1973 – 299.792.458 m/s NRC, NBS
1974 – 299.792.459 m/s Blaney
1978 – 299.792.458,8 m/s Woods
1979 – 299.792.458,1 m/s Baird
1983 – 299.792.458,6 m/s NBS


Administrative Festlegung der Konstanz der Lichtgeschwindigkeit:

1983: 17. Generalversammlung für Masse und Gewicht: 299.792.458 m/s

Festlegung der absoluten konstanten Lichtgeschwindigkeit und neue Definition der Maßeinheit "Meter" (kürzer als der vorherige Urmeter). Nach der neuen Eichung des Meters nach der Lichtgeschwindigkeit können keine neuen Versuche stattfinden.


So viel ich weiß, wurden alle dieser Experimente mit fest auf dem Boden befestigten Lichtquellen und fest auf dem Boden befestigten Beobachtern (Meßanordnungen) durchgeführt. Ich kenne bis jetzt keine annerkannte Experimente, die mit bewegten Lichtquellen oder mit bewegten Meßgeräten durchgeführt wurde, obwohl ich zigmal die Fragen gestellt habe. Kennst Du welche? Wie waren die Meßanordnungen? Wer hat sie durchgeführt? Wann? Wie waren die Meßergebnisse?

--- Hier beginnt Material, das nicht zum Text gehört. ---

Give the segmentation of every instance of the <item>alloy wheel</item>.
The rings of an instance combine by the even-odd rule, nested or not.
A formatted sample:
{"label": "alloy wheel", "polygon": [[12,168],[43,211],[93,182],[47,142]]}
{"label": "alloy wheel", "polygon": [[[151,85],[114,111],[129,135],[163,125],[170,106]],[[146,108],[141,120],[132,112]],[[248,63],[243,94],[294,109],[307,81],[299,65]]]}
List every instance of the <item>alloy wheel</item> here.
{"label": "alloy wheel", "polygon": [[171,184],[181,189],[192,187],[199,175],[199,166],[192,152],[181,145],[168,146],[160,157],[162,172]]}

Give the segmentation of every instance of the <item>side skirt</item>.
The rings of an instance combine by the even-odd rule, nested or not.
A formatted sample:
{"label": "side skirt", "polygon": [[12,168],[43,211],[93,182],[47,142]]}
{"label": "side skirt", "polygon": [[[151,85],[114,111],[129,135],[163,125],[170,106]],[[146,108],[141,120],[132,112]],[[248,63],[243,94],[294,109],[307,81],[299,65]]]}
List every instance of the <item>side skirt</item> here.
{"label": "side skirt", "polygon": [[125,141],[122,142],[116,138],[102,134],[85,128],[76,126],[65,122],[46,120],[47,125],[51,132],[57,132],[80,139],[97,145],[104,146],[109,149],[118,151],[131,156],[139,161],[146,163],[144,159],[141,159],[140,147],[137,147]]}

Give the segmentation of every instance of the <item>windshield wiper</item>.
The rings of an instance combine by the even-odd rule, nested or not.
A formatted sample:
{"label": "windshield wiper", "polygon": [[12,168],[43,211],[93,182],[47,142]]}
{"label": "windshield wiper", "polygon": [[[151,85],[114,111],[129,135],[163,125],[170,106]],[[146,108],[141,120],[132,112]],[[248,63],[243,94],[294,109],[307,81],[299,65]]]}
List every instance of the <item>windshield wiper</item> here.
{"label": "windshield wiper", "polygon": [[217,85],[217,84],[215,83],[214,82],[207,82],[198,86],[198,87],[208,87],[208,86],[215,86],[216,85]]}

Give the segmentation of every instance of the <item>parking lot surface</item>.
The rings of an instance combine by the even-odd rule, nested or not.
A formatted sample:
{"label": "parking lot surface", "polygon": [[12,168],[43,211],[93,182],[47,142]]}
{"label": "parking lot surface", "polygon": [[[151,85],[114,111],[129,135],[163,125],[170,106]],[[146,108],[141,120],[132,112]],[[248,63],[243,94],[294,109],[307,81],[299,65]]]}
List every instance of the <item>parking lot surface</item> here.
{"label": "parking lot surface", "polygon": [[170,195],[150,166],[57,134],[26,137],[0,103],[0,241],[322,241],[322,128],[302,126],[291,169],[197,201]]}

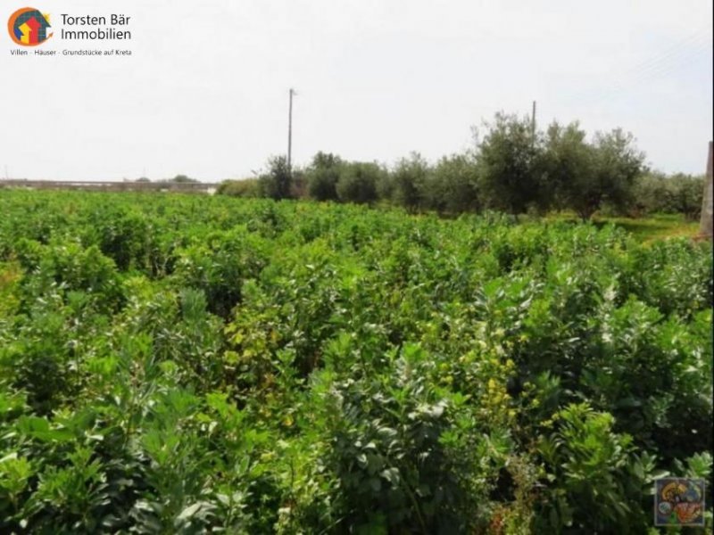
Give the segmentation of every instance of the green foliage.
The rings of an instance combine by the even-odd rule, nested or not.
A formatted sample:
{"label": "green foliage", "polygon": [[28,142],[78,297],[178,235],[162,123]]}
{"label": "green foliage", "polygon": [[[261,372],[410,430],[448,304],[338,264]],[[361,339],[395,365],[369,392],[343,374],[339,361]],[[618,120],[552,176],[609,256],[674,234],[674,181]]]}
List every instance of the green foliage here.
{"label": "green foliage", "polygon": [[538,200],[542,149],[527,118],[496,113],[478,144],[478,189],[489,208],[523,213]]}
{"label": "green foliage", "polygon": [[390,175],[392,198],[397,204],[414,211],[425,204],[425,188],[429,166],[418,152],[397,162]]}
{"label": "green foliage", "polygon": [[474,213],[481,207],[478,168],[469,154],[444,156],[424,185],[424,202],[439,213]]}
{"label": "green foliage", "polygon": [[311,198],[317,201],[337,200],[336,185],[343,165],[343,161],[335,154],[315,154],[306,172],[307,190]]}
{"label": "green foliage", "polygon": [[228,195],[229,197],[258,197],[260,193],[259,181],[257,178],[224,180],[220,183],[216,193],[220,195]]}
{"label": "green foliage", "polygon": [[[419,202],[442,177],[429,206],[474,210],[478,169]],[[640,533],[653,478],[711,482],[710,243],[225,195],[0,210],[2,532]]]}
{"label": "green foliage", "polygon": [[268,160],[268,172],[258,178],[258,191],[262,197],[279,201],[291,196],[293,177],[287,167],[287,158],[274,156]]}
{"label": "green foliage", "polygon": [[635,209],[645,214],[681,213],[689,220],[698,220],[703,193],[703,177],[646,173],[635,184]]}
{"label": "green foliage", "polygon": [[336,185],[337,198],[343,202],[365,204],[377,200],[378,184],[385,172],[376,163],[353,161],[345,166]]}

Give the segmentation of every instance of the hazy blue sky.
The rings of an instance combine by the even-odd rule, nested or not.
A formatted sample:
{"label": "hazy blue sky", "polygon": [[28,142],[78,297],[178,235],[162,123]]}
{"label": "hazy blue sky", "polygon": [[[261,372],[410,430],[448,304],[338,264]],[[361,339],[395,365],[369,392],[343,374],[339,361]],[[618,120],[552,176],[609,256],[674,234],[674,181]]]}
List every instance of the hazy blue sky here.
{"label": "hazy blue sky", "polygon": [[[32,0],[36,2],[36,0]],[[17,5],[15,5],[17,4]],[[499,110],[622,127],[652,166],[703,172],[711,0],[37,0],[132,17],[129,58],[17,58],[0,31],[0,173],[54,179],[251,176],[286,151],[392,163],[466,148]]]}

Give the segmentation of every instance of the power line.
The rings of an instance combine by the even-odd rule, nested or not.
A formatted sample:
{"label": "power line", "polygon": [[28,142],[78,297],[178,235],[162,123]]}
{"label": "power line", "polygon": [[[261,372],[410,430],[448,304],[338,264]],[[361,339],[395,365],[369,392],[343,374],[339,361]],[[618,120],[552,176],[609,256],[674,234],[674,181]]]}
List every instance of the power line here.
{"label": "power line", "polygon": [[637,73],[636,76],[616,78],[614,83],[600,89],[597,93],[580,92],[569,98],[566,97],[565,102],[571,105],[585,105],[600,102],[603,99],[612,99],[617,96],[619,92],[627,87],[636,86],[689,66],[695,60],[699,59],[702,53],[709,48],[709,43],[701,42],[697,44],[694,48],[681,51],[671,56],[672,61],[652,63],[647,69],[639,69],[636,70],[636,71],[633,70],[633,73]]}
{"label": "power line", "polygon": [[[705,29],[701,28],[691,32],[686,37],[666,48],[658,55],[635,65],[616,78],[615,84],[601,89],[599,91],[601,95],[594,95],[591,90],[577,91],[565,96],[563,100],[569,103],[577,103],[582,104],[590,103],[602,98],[602,94],[618,91],[627,86],[669,72],[674,68],[681,66],[681,61],[696,56],[710,45],[707,36],[702,36]],[[693,47],[692,46],[693,44],[694,45]],[[627,80],[628,78],[630,79]]]}

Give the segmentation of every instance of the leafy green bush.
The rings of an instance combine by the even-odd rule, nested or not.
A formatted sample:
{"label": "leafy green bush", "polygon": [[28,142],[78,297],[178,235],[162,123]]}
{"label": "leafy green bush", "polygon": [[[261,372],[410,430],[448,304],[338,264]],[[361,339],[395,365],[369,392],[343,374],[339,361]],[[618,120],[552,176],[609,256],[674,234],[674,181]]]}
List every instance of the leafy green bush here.
{"label": "leafy green bush", "polygon": [[226,195],[0,210],[2,532],[640,533],[654,477],[711,482],[710,243]]}

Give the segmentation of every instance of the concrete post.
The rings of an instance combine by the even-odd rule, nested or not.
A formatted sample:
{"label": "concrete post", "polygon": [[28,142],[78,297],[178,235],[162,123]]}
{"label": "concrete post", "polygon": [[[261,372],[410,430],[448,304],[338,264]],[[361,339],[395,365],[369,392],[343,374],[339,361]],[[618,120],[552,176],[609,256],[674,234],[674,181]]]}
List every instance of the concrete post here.
{"label": "concrete post", "polygon": [[712,220],[714,220],[714,186],[712,186],[712,170],[714,166],[714,144],[709,142],[709,160],[707,161],[707,177],[704,180],[704,198],[702,200],[702,221],[699,224],[699,234],[702,238],[711,239]]}

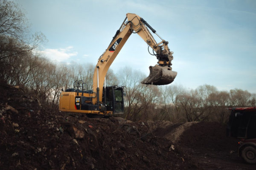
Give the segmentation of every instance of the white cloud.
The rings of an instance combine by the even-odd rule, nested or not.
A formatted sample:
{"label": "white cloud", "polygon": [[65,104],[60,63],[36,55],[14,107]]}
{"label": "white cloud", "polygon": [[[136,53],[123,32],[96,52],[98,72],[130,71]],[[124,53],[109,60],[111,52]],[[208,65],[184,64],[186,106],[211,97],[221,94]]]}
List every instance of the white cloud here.
{"label": "white cloud", "polygon": [[77,52],[71,51],[73,48],[73,46],[69,46],[64,48],[47,48],[40,52],[45,57],[52,60],[62,62],[67,60],[71,56],[77,55]]}

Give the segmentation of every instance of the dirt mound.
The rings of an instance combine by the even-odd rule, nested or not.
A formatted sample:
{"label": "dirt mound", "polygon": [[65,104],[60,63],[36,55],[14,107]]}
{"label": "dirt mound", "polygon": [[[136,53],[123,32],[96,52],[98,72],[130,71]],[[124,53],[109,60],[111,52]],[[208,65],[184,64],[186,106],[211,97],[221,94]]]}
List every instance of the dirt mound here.
{"label": "dirt mound", "polygon": [[226,136],[226,125],[217,122],[198,122],[184,132],[179,142],[192,148],[235,150],[237,140]]}
{"label": "dirt mound", "polygon": [[1,170],[198,168],[146,123],[65,116],[17,87],[0,92]]}
{"label": "dirt mound", "polygon": [[180,140],[180,136],[185,130],[189,128],[192,125],[197,123],[197,122],[193,122],[172,124],[165,128],[158,128],[154,133],[156,136],[165,137],[176,143]]}

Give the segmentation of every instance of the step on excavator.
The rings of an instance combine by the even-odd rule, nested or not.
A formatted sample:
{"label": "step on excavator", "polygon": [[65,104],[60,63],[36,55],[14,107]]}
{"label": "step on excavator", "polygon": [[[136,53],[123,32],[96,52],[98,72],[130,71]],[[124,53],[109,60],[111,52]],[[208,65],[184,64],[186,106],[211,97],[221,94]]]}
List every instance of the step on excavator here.
{"label": "step on excavator", "polygon": [[[161,41],[157,42],[148,28]],[[105,77],[110,65],[132,33],[139,34],[148,45],[149,53],[155,56],[158,60],[157,64],[149,67],[149,75],[141,83],[158,85],[168,85],[174,81],[177,72],[172,70],[173,53],[168,48],[168,42],[162,39],[143,18],[134,14],[128,13],[108,47],[98,60],[92,90],[85,91],[82,80],[76,81],[73,88],[62,90],[59,101],[61,112],[87,115],[123,113],[124,87],[106,87]],[[152,49],[151,53],[149,47]]]}

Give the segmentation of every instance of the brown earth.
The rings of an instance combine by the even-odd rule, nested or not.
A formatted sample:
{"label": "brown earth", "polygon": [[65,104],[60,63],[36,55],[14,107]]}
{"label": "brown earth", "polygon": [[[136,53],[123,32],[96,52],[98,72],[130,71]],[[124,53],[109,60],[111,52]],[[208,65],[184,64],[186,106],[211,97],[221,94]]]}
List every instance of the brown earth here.
{"label": "brown earth", "polygon": [[17,87],[0,94],[0,170],[256,169],[216,123],[67,116]]}

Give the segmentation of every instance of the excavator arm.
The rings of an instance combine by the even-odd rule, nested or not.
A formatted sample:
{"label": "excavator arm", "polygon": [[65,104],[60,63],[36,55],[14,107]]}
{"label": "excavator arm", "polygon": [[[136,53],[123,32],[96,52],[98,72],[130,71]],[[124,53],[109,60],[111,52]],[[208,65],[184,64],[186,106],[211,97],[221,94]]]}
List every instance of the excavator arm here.
{"label": "excavator arm", "polygon": [[[148,28],[156,34],[162,40],[157,43]],[[98,104],[102,102],[102,91],[105,78],[109,67],[116,57],[132,33],[137,33],[153,49],[153,55],[158,60],[158,64],[150,66],[149,76],[141,82],[145,84],[164,85],[171,83],[177,73],[172,71],[171,61],[172,52],[168,48],[168,42],[163,40],[150,26],[139,16],[128,13],[126,17],[117,30],[108,48],[100,56],[94,70],[93,91],[97,94],[93,98],[93,103]]]}

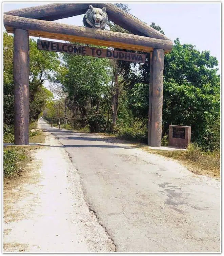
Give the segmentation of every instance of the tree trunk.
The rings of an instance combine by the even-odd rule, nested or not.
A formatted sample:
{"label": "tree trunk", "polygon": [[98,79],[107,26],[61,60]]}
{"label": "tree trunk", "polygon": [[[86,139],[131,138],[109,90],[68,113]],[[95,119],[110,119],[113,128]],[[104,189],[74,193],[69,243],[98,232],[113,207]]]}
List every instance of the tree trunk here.
{"label": "tree trunk", "polygon": [[100,109],[100,99],[98,97],[97,97],[97,108],[96,109],[96,112],[98,112]]}
{"label": "tree trunk", "polygon": [[66,104],[65,104],[65,124],[66,125],[67,125],[67,112],[68,109],[66,106]]}
{"label": "tree trunk", "polygon": [[154,49],[150,55],[148,144],[161,146],[164,51]]}
{"label": "tree trunk", "polygon": [[29,143],[29,34],[27,30],[14,31],[13,78],[15,143]]}
{"label": "tree trunk", "polygon": [[115,91],[113,92],[112,95],[112,130],[114,131],[116,126],[116,122],[118,116],[118,96],[119,95],[119,88],[118,85],[119,71],[116,62],[115,72],[114,72],[114,82],[115,86]]}

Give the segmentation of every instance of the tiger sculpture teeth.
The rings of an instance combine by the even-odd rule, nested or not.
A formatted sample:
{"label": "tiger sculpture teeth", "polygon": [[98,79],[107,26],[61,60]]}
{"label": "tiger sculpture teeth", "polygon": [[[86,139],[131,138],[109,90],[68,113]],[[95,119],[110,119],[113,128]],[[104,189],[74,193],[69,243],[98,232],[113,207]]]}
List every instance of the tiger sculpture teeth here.
{"label": "tiger sculpture teeth", "polygon": [[90,5],[89,8],[82,20],[84,26],[104,29],[106,25],[109,23],[106,7],[101,9],[95,8]]}

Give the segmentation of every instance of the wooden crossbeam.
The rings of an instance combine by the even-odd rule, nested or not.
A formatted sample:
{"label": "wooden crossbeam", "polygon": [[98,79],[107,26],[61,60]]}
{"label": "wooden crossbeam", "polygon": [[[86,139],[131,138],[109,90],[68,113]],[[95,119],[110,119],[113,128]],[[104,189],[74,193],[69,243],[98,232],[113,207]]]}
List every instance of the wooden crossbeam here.
{"label": "wooden crossbeam", "polygon": [[56,20],[85,13],[91,4],[106,7],[109,19],[134,34],[169,40],[159,31],[120,8],[111,3],[59,3],[39,5],[11,11],[4,14],[45,20]]}
{"label": "wooden crossbeam", "polygon": [[121,49],[149,52],[154,48],[169,52],[171,41],[67,25],[56,22],[5,14],[4,24],[7,32],[14,29],[27,30],[29,36],[58,39]]}

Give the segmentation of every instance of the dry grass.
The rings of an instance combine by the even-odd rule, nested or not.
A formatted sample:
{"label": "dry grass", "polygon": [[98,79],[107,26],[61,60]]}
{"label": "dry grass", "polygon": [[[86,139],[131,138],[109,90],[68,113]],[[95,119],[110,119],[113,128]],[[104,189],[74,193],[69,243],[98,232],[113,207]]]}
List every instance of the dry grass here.
{"label": "dry grass", "polygon": [[30,136],[29,142],[34,143],[44,143],[45,142],[44,133],[41,130],[37,131],[36,135],[33,136]]}
{"label": "dry grass", "polygon": [[189,170],[196,174],[220,178],[220,154],[219,151],[204,152],[193,144],[190,144],[186,151],[155,150],[149,149],[147,146],[141,147],[144,151],[179,160]]}

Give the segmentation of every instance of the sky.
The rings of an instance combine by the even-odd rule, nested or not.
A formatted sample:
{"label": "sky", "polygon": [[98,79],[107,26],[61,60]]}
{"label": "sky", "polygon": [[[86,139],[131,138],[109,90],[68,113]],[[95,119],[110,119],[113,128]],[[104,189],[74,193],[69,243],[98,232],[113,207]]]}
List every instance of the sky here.
{"label": "sky", "polygon": [[[53,2],[3,3],[3,11],[4,12]],[[219,62],[218,73],[220,73],[221,3],[126,2],[125,3],[131,9],[129,12],[130,13],[149,25],[152,22],[159,25],[165,35],[172,41],[178,37],[182,44],[190,44],[195,45],[196,49],[200,51],[209,51],[210,54],[216,57]],[[83,26],[83,14],[55,21]]]}

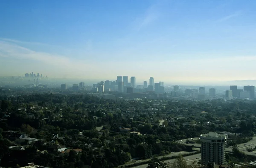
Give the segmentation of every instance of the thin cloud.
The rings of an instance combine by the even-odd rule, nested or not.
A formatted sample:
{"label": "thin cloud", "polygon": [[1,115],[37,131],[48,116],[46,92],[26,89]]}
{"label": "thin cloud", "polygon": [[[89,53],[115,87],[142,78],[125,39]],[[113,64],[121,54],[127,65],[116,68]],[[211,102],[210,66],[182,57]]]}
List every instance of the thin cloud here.
{"label": "thin cloud", "polygon": [[234,17],[236,17],[241,15],[241,12],[237,12],[229,15],[226,16],[224,17],[222,17],[221,19],[217,20],[216,22],[223,22],[226,21]]}
{"label": "thin cloud", "polygon": [[134,22],[134,29],[139,31],[157,20],[159,17],[159,10],[155,4],[148,9],[145,14],[137,17]]}

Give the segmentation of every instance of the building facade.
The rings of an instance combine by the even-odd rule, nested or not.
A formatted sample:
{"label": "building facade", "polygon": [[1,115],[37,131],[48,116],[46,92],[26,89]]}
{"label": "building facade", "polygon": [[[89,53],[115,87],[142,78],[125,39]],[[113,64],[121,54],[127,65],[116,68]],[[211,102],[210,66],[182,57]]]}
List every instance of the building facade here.
{"label": "building facade", "polygon": [[135,77],[131,77],[131,85],[134,88],[136,87],[136,79]]}
{"label": "building facade", "polygon": [[210,96],[216,96],[216,89],[215,88],[210,88],[209,89],[209,95]]}
{"label": "building facade", "polygon": [[227,135],[218,134],[214,132],[200,135],[202,165],[207,165],[210,162],[218,165],[225,162],[224,149],[227,138]]}
{"label": "building facade", "polygon": [[124,86],[127,86],[128,83],[128,76],[123,76],[123,82],[124,83]]}
{"label": "building facade", "polygon": [[149,85],[154,86],[154,77],[150,77],[149,78]]}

as_string hat Folgendes geschrieben:


2) Egal, was man als Bezug nimmt: Die Lichtgeschwindigkeit wird in allen diesen Systemen immer gleich gemessen. Egal, ob ich mich auf der Erde befinde und vom selben Licht die Geschwindigkeit in meinem System messe oder auf der Sonne oder sonst wo: Es kommt immer der selbe Wert raus.


Siehe oben.


Viele Grüße
Jocelyne Lopez
Gast






Beitrag Gast Verfasst am: 08. Mai 2006 14:36    Titel: Antworten mit Zitat

Was verstehst du denn unter einer Lichtquelle? Was sendet denn dieses Licht aus? Bei dir klingt es so, als ob du eine ortsfeste Lichtquelle hast, deren Position du perfekt kennst. In einem Laser weiss man auch nicht genau, in welche Richtung sich ein Elektron bewegt hat, als es sein Photon ausgesand hat. Manche Elektronen haben sich sicher in Richtung des späteren Laserstrahls bewegt, manche in die Entgegengesetze. Aber der spätere Lichststrahl ist nachher auf große Entfernungen kohärent, dass heisst, wenn es unterschiedliche Geschwindigkeiten unterhalb der Photoen geben würde, wären sie messbar.